V2 architecture redesign focuses on lowering the Total Cost of Ownership (TCO) by relying on Serverless Compute and free-tier Managed Services:

  • Compute Azure Container Instances (ACI)
  • Data Lake Backblaze B2
  • Data Warehouse MotherDuck DuckDB
  • Orchestration Prefect
  • Visualisation Apache Superset

Data Model

The Kimbal / Dimensional data model of fact & dimension tables is designed for easy analytic querying:

---
title: Providence Data Model
---
erDiagram
    dim_date {
        date id PK
        date date
        int day_of_month
        int day_of_week
        int day_of_year
        int week_of_month
        int week_of_year
        string weekday_name
        string weekday_short
        int month_of_year
        string month_name
        string month_short
        int quarter
        date month_year
        int year
        boolean is_weekend
    }

    fact_public_transport_trip_leg {
        string id PK
        timestamp traveled_on
        int travel_date_id FK
        decimal cost_sgd
        string source
        string destination
        string transport_mode
        string bank_card_id FK
        string account_id FK
        string billing_ref
        boolean is_billed
        timestamp updated_at
    }

    dim_bank_card {
        string id PK
        string name
        timestamp updated_at
    }

    fact_public_transport_trip_leg }| -- || dim_account: "billed to"
    fact_public_transport_trip_leg }| -- || dim_bank_card: "billed on"
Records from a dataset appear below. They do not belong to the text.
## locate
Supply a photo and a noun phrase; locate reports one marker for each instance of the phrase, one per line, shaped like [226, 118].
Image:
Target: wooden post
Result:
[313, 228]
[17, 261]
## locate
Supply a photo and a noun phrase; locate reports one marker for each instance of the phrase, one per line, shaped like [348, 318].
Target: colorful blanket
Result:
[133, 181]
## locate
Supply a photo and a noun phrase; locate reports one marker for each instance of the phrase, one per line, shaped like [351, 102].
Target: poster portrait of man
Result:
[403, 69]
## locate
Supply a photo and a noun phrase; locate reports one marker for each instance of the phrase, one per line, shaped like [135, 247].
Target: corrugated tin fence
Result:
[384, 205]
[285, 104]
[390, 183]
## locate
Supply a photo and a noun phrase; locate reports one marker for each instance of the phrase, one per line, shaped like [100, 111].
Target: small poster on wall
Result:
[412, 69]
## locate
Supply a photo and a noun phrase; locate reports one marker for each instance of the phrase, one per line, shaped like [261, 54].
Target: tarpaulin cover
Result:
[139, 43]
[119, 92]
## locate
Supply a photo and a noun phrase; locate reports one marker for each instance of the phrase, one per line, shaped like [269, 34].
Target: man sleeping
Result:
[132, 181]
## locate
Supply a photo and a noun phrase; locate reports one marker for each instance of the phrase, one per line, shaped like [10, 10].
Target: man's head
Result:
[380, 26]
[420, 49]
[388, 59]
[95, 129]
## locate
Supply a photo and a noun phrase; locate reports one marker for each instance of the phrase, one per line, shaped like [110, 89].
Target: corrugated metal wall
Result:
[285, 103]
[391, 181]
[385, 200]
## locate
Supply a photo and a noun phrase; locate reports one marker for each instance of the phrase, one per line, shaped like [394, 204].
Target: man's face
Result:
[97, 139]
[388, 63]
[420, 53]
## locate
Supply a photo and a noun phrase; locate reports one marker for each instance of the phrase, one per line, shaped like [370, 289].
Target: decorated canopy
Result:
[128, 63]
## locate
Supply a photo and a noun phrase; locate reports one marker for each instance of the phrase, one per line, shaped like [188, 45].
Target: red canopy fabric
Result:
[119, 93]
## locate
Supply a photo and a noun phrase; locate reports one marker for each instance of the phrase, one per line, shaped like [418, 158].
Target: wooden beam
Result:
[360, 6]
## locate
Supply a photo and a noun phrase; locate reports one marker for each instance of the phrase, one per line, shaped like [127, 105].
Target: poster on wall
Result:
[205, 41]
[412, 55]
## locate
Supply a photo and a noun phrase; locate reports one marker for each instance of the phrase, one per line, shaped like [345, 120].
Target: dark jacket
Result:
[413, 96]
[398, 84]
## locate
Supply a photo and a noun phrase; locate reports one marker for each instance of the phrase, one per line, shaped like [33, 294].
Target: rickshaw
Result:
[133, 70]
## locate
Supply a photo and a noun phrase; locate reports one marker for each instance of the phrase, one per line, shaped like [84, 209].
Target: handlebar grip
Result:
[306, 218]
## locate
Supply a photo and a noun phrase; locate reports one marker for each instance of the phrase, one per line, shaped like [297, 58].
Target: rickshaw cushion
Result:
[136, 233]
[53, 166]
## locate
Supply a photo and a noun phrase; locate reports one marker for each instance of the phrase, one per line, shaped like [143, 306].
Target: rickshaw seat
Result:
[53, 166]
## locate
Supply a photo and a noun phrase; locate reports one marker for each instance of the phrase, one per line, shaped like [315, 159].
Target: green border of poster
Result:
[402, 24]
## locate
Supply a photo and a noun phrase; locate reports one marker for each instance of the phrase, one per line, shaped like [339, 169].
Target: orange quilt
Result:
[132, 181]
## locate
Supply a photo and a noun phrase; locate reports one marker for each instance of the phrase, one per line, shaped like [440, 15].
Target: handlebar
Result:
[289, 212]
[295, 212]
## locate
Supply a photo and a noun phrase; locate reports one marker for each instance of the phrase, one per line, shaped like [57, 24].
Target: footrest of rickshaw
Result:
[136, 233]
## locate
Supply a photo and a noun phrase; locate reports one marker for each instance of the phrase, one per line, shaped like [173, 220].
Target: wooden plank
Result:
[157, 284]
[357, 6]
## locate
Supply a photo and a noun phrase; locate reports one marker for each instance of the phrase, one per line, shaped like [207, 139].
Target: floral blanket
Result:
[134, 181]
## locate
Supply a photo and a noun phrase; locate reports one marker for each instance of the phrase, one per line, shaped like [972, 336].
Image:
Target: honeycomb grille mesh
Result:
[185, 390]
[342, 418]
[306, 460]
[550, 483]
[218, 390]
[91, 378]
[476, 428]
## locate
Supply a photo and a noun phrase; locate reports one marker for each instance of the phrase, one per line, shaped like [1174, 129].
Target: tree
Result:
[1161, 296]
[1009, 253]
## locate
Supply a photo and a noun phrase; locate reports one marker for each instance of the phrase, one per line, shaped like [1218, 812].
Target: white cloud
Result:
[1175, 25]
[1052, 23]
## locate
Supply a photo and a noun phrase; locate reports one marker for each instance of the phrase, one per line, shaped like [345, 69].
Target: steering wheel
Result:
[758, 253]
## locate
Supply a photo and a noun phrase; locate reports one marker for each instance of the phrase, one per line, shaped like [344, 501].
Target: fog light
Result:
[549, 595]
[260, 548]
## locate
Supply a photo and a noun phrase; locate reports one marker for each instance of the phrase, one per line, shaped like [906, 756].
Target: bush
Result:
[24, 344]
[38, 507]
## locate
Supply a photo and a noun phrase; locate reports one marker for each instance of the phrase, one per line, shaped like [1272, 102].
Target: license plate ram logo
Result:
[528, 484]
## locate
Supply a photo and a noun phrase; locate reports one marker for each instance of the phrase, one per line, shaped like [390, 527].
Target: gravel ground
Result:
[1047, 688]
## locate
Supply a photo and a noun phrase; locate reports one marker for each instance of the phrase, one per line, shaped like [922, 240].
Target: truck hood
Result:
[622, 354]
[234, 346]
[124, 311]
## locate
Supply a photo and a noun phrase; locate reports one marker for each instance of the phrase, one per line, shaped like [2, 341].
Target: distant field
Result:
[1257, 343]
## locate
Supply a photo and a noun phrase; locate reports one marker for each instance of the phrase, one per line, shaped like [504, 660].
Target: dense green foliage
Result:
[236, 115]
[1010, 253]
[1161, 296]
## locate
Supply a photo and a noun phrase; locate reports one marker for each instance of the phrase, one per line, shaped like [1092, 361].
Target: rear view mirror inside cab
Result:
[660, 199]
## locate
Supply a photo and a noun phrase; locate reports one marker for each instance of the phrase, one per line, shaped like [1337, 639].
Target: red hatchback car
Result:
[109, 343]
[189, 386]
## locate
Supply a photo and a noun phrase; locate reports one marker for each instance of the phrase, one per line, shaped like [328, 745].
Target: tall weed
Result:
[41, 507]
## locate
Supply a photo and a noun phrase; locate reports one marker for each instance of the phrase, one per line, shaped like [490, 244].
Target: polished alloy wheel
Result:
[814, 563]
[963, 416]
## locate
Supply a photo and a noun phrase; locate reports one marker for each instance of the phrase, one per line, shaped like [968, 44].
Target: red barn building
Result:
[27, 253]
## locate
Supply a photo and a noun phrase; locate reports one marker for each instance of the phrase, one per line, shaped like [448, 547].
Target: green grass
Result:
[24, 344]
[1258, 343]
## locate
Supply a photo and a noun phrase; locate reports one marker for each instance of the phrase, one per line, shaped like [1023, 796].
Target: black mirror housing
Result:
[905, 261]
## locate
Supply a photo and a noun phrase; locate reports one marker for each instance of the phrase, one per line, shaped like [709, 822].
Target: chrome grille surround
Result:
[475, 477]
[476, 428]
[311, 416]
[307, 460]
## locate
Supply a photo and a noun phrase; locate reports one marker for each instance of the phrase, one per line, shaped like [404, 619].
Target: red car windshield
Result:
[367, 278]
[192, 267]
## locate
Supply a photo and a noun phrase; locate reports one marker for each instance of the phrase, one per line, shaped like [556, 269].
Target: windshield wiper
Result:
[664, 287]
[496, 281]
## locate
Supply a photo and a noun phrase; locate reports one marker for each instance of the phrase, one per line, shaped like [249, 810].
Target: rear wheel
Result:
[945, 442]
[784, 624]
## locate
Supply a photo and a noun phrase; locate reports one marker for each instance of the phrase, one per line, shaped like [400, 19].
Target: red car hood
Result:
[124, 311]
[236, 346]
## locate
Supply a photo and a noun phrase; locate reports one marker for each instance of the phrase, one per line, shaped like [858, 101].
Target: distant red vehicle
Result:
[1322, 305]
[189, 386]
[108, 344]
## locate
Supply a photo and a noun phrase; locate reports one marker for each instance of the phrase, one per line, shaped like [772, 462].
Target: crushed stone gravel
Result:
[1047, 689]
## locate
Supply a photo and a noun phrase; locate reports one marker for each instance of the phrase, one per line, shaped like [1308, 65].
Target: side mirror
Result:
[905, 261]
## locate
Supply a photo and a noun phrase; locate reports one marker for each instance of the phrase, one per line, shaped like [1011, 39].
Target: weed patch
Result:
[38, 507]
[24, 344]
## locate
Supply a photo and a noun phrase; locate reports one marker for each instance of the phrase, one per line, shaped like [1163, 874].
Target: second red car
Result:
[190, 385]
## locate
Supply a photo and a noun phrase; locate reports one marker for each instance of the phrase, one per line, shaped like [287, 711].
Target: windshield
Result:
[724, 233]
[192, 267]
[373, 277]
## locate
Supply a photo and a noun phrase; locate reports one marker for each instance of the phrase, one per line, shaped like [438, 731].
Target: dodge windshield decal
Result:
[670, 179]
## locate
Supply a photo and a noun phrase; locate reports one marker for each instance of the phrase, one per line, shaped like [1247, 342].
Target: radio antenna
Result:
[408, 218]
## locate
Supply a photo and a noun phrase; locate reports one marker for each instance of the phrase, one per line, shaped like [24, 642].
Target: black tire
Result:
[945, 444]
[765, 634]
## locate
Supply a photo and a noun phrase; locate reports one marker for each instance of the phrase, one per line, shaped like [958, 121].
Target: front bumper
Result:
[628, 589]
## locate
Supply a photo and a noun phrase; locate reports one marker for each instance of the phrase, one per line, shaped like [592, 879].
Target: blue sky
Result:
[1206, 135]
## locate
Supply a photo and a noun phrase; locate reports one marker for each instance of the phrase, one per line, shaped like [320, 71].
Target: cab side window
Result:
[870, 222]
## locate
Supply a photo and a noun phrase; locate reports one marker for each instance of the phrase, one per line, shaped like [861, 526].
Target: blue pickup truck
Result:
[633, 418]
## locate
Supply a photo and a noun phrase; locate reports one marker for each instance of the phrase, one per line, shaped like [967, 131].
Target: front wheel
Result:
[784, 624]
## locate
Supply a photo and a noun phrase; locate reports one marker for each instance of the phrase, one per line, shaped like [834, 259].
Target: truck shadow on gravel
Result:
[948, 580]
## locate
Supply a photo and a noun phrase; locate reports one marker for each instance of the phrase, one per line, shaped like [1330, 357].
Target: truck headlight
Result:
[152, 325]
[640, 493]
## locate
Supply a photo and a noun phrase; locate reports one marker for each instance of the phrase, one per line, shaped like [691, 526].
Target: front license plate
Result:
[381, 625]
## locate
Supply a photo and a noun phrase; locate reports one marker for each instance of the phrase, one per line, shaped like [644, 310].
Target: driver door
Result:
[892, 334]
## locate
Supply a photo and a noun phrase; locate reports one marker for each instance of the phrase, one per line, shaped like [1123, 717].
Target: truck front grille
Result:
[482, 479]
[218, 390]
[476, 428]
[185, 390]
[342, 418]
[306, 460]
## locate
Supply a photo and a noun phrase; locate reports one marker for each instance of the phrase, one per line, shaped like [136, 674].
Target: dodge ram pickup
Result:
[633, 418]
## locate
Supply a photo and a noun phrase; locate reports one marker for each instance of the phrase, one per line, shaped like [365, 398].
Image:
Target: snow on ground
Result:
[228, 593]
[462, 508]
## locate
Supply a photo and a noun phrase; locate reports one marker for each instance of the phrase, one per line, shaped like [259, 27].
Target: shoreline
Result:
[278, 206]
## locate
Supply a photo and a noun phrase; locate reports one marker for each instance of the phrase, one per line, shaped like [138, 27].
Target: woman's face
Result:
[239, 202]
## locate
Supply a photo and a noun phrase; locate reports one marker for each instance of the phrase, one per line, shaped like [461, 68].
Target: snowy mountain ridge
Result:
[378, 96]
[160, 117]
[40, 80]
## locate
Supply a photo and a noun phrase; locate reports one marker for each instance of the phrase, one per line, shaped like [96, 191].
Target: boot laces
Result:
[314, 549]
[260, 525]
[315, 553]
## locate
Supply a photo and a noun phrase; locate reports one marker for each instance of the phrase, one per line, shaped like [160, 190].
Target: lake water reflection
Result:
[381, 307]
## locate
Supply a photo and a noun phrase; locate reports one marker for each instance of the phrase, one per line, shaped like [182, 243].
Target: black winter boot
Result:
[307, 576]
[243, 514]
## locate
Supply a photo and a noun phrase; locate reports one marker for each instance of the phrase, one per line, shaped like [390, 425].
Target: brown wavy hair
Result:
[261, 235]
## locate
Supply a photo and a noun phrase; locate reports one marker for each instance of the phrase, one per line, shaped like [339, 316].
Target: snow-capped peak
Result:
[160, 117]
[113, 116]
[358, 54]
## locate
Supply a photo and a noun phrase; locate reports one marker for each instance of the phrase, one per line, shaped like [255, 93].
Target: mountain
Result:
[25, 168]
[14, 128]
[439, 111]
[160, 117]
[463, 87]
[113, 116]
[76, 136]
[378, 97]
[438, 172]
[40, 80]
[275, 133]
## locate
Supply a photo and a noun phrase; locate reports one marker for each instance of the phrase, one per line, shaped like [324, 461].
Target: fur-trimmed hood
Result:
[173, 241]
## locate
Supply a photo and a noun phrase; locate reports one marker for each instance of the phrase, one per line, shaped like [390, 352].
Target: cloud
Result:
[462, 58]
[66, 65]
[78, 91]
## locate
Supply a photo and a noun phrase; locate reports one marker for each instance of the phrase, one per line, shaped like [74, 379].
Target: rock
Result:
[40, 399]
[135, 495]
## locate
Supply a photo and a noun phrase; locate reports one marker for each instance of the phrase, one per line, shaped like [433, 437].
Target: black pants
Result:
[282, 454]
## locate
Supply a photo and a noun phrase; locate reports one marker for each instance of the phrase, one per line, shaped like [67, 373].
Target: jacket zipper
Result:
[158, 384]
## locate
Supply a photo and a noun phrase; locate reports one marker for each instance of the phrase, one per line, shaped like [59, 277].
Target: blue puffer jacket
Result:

    fact_accounting_transaction {
        string id PK
        string super_id FK
        decimal amount
        string description
        string clearing_status
        boolean is_approved
        boolean is_deleted
        int budget_id FK
        int account_id FK
        int payee_id FK
        int transfer_account_id FK
        int date_id FK
        timestamp updated_at
    }

    dim_budget {
        string id PK
        string name
        timestamp modified_at
        string currency_code
        string currency_symbol
        timestamp updated_at
    }

    dim_account {
        string id PK
        string name
        boolean is_closed
        boolean is_deleted
        boolean is_liquid
        string budget_type
        string vendor
        string vendor_id
        string vendor_type
        timestamp updated_at
    }

    dim_payee {
        string id PK
        boolean is_deleted
        string transfer_account_id FK
        timestamp updated_at
    }

    dim_budget_category {
        string id PK
        string category_id
        string name
        string budget_id
        string category_group_id
        string category_group
        string goal_type
        decimal goal_amount
        date goal_due
        boolean is_deleted
        timestamp updated_at
        timestamp effective_at
        timestamp expired_at
    }

    fact_accounting_transaction }|--|| fact_accounting_transaction: "parent"
    fact_accounting_transaction }|--|| dim_budget: "uses"
    fact_accounting_transaction }|--|| dim_budget_category: "classified as"
    fact_accounting_transaction }|--|| dim_account: "on"
    fact_accounting_transaction }|--|| dim_account: "transfer to"
    fact_accounting_transaction }|--|| dim_payee: "paid to"

    fact_monthly_budget {
        string id PK
        int month_date_id FK
        int budget_id FK
        int category_id FK
        decimal amount
        timestamp updated_at
    }

    fact_monthly_budget }|--|| dim_budget: "allocated to"
    fact_monthly_budget }|--|| dim_budget_category: "classified as"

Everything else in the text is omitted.